Investors can take full advantage of China’s next stage of growth with a number of old and new ETFs.
[Editor's note: This is the second part of a previous blog, where I introduced the idea of rethinking China ETFs as the country transitions from an export- to a consumption-led growth model and issuers launch innovative new ETFs.]
Last month, I discussed the need to rethink China ETFs, as new and innovative products now target pockets of the Chinese markets that only a few years ago were inaccessible to global investors.
This week, I’m going to highlight a few alternative ETF options to the older veterans, positioned to target China’s ongoing market transformation.
I see two major shifts occurring in China’s equity markets in the coming years.
The first is the globalization of China’s mainland market, or the opening up of China’s onshore, or “A-share” market to global investors and indexes.

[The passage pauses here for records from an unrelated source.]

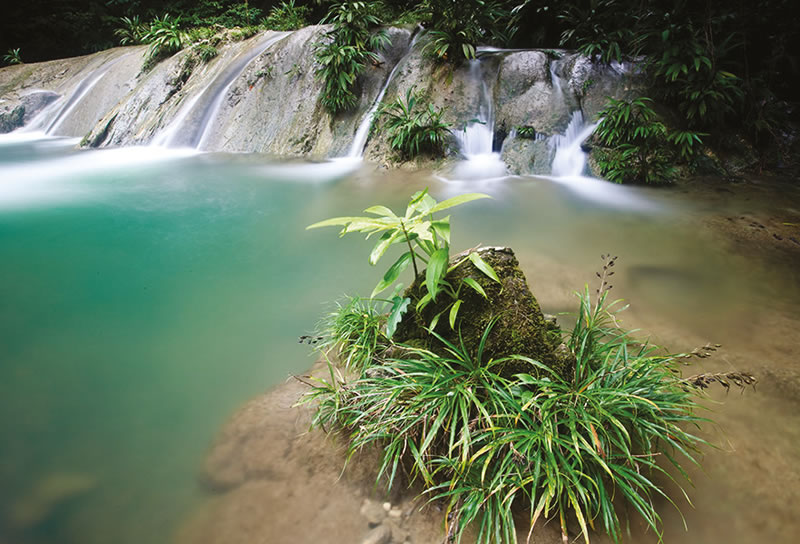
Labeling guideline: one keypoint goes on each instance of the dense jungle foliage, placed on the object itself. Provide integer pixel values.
(713, 68)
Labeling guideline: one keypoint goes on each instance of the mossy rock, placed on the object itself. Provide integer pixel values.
(520, 329)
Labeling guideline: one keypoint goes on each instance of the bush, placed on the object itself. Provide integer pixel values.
(343, 54)
(457, 26)
(412, 128)
(484, 443)
(12, 57)
(131, 31)
(164, 37)
(205, 51)
(688, 74)
(633, 143)
(601, 30)
(286, 16)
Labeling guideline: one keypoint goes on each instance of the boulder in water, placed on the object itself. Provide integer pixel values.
(520, 328)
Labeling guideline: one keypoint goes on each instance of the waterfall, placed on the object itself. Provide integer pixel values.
(360, 139)
(194, 121)
(53, 116)
(477, 139)
(570, 159)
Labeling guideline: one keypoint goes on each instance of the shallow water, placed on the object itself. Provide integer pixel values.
(146, 293)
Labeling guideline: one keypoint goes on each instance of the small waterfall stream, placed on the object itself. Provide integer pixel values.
(53, 116)
(360, 139)
(477, 139)
(194, 121)
(570, 159)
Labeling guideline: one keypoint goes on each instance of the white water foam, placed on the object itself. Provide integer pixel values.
(360, 139)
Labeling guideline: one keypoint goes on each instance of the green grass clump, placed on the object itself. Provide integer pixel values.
(414, 129)
(488, 445)
(356, 329)
(286, 16)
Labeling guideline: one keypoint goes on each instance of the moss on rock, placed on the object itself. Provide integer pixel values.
(520, 329)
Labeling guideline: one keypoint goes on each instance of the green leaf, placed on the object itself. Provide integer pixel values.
(435, 320)
(383, 244)
(457, 201)
(393, 273)
(454, 313)
(380, 210)
(424, 301)
(483, 266)
(442, 228)
(399, 307)
(476, 287)
(437, 265)
(335, 221)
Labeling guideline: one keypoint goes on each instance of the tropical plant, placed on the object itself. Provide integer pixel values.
(345, 51)
(427, 240)
(357, 329)
(633, 143)
(339, 67)
(205, 51)
(686, 70)
(13, 57)
(457, 26)
(484, 443)
(286, 16)
(526, 132)
(164, 37)
(413, 128)
(450, 44)
(131, 30)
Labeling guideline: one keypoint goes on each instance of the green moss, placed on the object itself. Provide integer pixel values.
(520, 327)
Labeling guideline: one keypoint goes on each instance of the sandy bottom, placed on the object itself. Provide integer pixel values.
(269, 480)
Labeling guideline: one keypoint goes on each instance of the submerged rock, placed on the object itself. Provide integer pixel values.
(520, 327)
(270, 479)
(51, 491)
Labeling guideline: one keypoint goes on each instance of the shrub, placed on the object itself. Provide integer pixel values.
(205, 51)
(428, 240)
(633, 143)
(457, 26)
(344, 52)
(12, 57)
(286, 16)
(131, 30)
(340, 66)
(412, 128)
(164, 37)
(688, 74)
(240, 33)
(602, 29)
(484, 443)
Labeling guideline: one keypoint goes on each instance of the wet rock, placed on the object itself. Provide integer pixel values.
(379, 535)
(373, 512)
(12, 120)
(520, 328)
(51, 491)
(399, 534)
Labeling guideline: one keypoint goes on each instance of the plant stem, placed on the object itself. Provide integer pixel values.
(411, 249)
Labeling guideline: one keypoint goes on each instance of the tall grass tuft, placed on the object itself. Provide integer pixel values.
(488, 445)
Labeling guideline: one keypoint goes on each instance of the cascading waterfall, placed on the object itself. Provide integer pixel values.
(360, 139)
(195, 119)
(570, 158)
(477, 139)
(569, 166)
(53, 116)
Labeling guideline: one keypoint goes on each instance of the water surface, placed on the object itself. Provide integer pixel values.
(145, 294)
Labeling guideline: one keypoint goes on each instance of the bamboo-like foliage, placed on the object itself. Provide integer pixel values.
(485, 444)
(412, 128)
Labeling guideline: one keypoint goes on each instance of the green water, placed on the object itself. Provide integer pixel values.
(144, 296)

The second is the rise of the Chinese consumer. In the coming decade, a different set of companies could lead China’s next growth phase, instead of the major state-owned enterprises (SOEs) that powered China over the past few decades.
Therefore, as a China investor, I ask myself two questions: Does it still make sense to ignore China’s $3 trillion onshore market (roughly 50 percent of China’s total equity market)? Does it make sense to diversify outside of indexes that are overly concentrated in China’s SOEs that dominate the financial, energy and telecom sectors?
Onshore Market Globalization
While the recent surge in China’s mainland markets is likely due to a series of announcements around SOE reforms, China’s onshore market could remain in play for several years.
China is now in the midst of opening its mainland shares to global investors through a series of programs, dishing out renminbi qualified foreign institutional investor (RQFII) quotas left and right. Beyond Hong Kong, several other cities are now RQFII hubs, with many more likely to come.
The gradual inclusion of A-shares into some of the most widely tracked indexes will also be a multiyear process. MSCI, S&P and FTSE are all reviewing A-share inclusion into their global indexes.
I personally like that mainland securities are less correlated to global equity markets, mainly because they are still largely off limits to global investors. This offers diversification benefits.